BLOOMBERG: “INVENTORS TORCH PATENTS OUTSIDE PTO, DECRY REVIEW PROCESS”

Inventors Burning patents - US InventorAbout a dozen inventors in town for a conference set their patents aflame in front of the U.S. Patent and Trademark Office headquarters Aug. 11 to protest what they called an unfair administrative system for invalidating patents.

The passage of the America Invents Act of 2011, a sweeping overhaul of U.S. patent law, led to the creation of administrative patent reviews as an alternative to the more costly path of challenging patents in federal district court. But patent holders say those proceedings, where anyone can claim a patent is invalid because it’s obvious or not novel, make it too easy for those accused of infringement to get patents invalidated.

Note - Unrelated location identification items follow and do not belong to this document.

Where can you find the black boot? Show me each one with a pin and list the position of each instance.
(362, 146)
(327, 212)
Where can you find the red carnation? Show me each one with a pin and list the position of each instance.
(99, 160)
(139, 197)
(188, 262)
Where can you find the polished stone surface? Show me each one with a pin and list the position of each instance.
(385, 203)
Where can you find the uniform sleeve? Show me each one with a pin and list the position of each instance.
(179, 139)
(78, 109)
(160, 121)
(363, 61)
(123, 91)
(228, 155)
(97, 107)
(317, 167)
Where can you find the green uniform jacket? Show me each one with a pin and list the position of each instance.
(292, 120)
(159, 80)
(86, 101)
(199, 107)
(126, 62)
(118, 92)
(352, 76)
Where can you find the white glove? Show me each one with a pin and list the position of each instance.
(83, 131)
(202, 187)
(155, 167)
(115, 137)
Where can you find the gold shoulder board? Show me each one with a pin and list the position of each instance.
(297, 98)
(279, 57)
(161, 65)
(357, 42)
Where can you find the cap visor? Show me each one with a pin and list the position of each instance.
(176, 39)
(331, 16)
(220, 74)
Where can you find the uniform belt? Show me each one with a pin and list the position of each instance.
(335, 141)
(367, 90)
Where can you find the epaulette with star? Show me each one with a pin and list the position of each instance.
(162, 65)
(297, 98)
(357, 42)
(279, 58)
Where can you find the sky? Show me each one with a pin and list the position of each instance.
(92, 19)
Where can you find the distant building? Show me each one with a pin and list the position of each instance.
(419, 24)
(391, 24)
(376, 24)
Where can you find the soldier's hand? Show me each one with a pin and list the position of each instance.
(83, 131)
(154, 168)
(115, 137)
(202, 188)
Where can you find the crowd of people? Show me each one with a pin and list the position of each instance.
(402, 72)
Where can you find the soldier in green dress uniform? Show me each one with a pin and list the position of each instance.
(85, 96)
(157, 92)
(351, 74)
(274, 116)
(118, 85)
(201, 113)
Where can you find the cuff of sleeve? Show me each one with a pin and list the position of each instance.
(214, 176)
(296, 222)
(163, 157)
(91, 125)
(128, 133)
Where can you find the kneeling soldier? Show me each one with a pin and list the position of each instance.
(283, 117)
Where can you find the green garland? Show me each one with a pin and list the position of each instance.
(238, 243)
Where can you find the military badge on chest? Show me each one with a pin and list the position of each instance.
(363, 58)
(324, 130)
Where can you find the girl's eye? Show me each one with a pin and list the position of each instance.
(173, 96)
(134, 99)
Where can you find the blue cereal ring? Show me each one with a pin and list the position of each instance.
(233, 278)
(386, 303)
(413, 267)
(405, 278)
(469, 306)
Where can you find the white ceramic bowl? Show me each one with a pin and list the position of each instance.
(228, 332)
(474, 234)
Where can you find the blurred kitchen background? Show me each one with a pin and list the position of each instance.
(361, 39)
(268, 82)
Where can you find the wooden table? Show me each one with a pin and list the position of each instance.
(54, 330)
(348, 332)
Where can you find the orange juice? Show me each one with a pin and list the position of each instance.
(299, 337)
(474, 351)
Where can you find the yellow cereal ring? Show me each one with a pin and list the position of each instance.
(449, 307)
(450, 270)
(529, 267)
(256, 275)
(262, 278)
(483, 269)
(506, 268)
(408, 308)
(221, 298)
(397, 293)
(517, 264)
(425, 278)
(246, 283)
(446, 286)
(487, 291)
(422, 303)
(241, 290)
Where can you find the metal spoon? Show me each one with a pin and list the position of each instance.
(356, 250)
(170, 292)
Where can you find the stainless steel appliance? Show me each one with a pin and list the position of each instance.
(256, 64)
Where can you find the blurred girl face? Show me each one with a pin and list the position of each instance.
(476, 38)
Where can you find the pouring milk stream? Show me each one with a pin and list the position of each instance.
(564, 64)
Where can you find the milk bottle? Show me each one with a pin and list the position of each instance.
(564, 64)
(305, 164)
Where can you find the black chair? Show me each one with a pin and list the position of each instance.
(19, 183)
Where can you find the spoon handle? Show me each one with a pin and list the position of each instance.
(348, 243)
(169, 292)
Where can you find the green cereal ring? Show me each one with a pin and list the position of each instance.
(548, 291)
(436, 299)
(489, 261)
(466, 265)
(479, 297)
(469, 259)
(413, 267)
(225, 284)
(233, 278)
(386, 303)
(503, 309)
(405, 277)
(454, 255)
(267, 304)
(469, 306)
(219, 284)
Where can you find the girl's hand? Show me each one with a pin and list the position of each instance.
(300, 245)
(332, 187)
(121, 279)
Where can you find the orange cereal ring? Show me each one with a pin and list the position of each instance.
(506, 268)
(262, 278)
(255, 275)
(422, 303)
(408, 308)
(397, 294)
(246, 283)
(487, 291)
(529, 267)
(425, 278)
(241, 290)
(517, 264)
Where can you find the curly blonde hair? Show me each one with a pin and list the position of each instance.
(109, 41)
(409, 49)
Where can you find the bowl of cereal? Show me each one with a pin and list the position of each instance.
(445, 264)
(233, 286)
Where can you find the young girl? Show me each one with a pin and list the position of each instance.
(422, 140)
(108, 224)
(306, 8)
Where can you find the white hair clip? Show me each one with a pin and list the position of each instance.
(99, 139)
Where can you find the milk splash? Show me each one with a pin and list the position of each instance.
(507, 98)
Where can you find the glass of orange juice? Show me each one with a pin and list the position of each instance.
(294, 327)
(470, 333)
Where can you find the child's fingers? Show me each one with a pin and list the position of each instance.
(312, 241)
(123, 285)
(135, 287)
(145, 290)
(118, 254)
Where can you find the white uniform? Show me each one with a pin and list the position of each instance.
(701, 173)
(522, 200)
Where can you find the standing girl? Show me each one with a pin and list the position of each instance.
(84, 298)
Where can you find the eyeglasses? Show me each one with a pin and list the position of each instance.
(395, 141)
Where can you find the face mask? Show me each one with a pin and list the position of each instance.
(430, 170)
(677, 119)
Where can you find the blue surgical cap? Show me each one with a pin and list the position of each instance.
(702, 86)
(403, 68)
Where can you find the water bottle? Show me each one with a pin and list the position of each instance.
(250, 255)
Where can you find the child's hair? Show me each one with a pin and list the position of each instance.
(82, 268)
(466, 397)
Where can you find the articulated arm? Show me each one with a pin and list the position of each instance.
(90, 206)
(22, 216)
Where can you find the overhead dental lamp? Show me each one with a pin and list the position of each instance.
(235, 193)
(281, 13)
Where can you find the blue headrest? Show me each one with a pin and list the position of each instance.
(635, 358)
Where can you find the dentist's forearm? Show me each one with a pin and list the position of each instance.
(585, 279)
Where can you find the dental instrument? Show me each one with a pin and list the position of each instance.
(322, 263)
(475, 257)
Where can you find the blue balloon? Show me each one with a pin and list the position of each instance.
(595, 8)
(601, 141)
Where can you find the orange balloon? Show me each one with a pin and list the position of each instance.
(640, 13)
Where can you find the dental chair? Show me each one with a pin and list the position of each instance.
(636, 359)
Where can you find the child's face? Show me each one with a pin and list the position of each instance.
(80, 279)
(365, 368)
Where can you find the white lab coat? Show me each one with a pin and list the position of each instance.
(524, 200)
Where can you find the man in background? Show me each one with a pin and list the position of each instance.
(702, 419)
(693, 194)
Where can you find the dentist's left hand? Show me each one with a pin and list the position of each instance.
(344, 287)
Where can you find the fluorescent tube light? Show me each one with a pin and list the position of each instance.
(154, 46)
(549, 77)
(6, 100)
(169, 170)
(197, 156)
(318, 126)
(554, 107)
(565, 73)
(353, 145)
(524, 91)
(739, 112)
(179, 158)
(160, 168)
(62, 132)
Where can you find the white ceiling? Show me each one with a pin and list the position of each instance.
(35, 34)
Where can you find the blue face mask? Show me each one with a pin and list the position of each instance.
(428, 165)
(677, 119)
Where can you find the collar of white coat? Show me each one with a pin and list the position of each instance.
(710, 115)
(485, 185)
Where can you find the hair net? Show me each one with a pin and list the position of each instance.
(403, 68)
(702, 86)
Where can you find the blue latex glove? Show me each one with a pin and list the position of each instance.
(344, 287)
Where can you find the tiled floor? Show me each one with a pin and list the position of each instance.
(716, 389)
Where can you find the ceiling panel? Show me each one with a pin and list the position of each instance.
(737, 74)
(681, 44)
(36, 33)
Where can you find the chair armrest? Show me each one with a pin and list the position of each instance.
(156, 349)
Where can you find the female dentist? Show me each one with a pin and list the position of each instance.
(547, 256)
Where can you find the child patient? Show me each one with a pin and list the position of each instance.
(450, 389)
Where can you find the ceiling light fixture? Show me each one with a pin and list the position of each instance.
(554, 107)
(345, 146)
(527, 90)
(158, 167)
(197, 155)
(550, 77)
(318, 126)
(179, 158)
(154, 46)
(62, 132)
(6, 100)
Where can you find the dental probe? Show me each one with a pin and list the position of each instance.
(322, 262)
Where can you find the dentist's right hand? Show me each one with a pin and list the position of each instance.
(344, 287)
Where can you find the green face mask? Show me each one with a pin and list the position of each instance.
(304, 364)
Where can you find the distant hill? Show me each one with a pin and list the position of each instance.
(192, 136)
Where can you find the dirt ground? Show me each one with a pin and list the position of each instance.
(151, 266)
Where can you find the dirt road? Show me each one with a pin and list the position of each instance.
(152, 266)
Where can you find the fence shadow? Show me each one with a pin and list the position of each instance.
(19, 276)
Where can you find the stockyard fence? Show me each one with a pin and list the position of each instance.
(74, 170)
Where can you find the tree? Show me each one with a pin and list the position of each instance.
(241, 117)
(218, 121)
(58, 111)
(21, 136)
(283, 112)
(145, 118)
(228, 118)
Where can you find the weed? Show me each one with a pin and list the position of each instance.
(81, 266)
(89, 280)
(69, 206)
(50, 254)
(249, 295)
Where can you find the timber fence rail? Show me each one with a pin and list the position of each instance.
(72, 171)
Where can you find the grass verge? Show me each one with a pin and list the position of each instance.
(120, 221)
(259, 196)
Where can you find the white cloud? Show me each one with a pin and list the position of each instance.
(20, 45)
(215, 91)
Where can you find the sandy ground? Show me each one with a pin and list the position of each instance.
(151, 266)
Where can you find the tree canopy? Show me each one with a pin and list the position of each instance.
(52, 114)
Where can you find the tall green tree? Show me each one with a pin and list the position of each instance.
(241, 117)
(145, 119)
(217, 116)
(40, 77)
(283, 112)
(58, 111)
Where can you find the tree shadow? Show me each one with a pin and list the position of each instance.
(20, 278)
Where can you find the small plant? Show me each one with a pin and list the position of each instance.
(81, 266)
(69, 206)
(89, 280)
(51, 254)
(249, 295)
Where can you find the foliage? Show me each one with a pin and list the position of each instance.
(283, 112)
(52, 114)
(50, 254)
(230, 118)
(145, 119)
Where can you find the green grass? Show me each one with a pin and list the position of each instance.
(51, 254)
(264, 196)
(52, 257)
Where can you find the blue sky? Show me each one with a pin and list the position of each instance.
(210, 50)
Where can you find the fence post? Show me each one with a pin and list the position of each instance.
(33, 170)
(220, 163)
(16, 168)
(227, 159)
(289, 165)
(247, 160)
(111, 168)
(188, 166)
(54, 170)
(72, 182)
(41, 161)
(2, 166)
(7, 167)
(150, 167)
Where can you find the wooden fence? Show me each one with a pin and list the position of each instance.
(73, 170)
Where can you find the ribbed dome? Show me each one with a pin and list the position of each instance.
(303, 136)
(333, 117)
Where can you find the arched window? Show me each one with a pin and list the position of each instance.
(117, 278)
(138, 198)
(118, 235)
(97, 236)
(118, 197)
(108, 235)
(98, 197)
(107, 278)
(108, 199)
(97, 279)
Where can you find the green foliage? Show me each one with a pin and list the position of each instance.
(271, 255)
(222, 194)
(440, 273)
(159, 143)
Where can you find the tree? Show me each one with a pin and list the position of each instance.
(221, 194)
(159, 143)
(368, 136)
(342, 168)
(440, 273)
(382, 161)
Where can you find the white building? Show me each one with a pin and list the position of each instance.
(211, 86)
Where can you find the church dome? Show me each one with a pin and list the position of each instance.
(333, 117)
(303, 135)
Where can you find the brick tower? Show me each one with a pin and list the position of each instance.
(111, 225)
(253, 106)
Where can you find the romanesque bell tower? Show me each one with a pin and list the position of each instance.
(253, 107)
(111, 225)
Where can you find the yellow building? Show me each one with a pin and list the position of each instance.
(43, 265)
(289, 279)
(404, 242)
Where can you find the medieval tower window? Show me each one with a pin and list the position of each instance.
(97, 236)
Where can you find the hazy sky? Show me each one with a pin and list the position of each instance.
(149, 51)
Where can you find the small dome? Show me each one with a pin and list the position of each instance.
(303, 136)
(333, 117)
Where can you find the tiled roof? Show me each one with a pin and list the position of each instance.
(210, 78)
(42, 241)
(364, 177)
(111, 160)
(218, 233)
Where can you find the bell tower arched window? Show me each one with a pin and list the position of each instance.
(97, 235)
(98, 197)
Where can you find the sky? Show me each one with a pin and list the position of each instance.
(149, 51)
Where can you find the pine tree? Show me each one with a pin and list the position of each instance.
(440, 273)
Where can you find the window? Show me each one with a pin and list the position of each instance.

Moreover, they say, the patent system now favors alleged infringers, as recent U.S. Supreme Court decisions, changes in the law, and the PTAB have led to the cancellation of numerous issued patents.

“Patents are junk in the U.S. and that’s why I’m burning my patents,” Paul Morinville, an inventor of software applications and founder of US Inventor, an advocacy group for independent inventors’ intellectual property rights, said as he set his patent ablaze with a cigarette lighter.

The PTO is “issuing patents on one side of the office and the other side is changing their mind,” Josh Malone, who invented Bunch O Balloons, a product that fills numerous water balloons at once, told Bloomberg BNA before the protest. “They should get it right, stick with their decision and let the courts sort it out.”

One of Malone’s patents was invalidated in January at the PTO’s Patent Trial and Appeal Board, and another is under review. The PTAB should only take up petitions that challenge “egregious” patents, Malone said, but it institutes examinations in 70 percent of patent-challenge petitions.